Do you have any thoughts on what could be happening here?
-
Hmm, well often that is some sort of TCP windowing issue. However that is negotiated between the endpoints and that, I assume, has not changed since you were running 2.5.2?
-
The endpoint configurations have not changed since 2.5.2. And, the endpoints get 10Gbps both directions when on same segment. Do you think the fact that iperf between pfsense and endpoints shows 9.7Gbps from pfsense to endpoints but ~2 Gbps from endpoints to pfsense is an indicator of anything?
I'm not sure if this is helpful, but UDP tests with iperf show 10Gbps in both directions.
-
It shows that pfSense is a bad TCP endpoint but that is known. It's configured to be a router not a server. Testing to or from pfSense directly always gives poor results. It's a useful test to prove it's linked at >1Gbps but not much else.

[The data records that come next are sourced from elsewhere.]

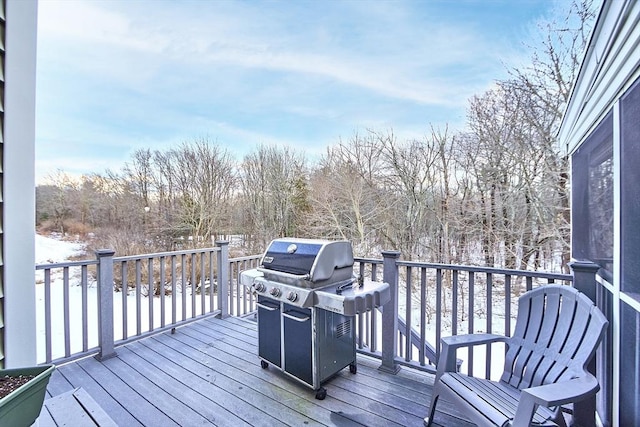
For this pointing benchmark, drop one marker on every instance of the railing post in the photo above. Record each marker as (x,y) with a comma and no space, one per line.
(223,278)
(584,280)
(390,313)
(105,303)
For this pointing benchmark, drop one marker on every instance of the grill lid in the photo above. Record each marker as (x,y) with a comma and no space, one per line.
(316,260)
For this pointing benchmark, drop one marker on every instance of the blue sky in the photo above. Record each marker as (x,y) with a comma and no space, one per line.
(115,76)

It also shows the receive side is significantly more processor intensive.The UDP test shows zero packet loss at 10G line rate?
Steve
-
Packet loss per iperf UDP test is about 0.15% both ways.
Also, enabling flow control looked like a red herring, I'm back at a steady 4.3 Gbps. I also noticed the same thing when enabling powerD - seemed like the problem was fixed but then after a few hours the problem reappeared. Something to do with changing settings and rebooting?
I guess if you don't have any other thoughts I'll reconfigure to use the x552 for both LANs and see what happens -- I'm getting desperate!
-
Yeah, I would try to test using the x500 for both if you can.
If you simply reboot does it pass at full speed for some time?
Steve
-
A reboot doesn't change anything. But, I did notice with the powerD change, and then with the flow control change, throughput was restored for a short time. I've made tons of tunable changes with reboots that have had no impact on throughput.
I'll reconfigure the x500s and report back. Thanks again for helping me.
-
Steve - you were correct, moving both LANs to the x552s solved the problem. I now get 9.8 Gbps both ways on iperf single stream and real-world file transfers are at 10G speeds. I am very grateful for your help!
But, any guess as to why the x710 doesn't perform? I now need to use the x710 for WAN connections so I still have an interest in sorting this out.
-
Hmm, well it's almost certainly some change in the ixl driver.
What exact card are you using? How does it appear in
pciconf -lv
?Are you able to test a 2.7 snapshot? It's possible this has already been solved.
Steve
-
In pciconf is appears as "Ethernet Controller X710 for 10GbE SFP+"
I'll give 2.7 a try and report back.
-
Do you have the actual PCI IDs shown? It could be something specific to the chip.
-
We see the same odd performance on several NIC and its related to cache and writes on the hardware.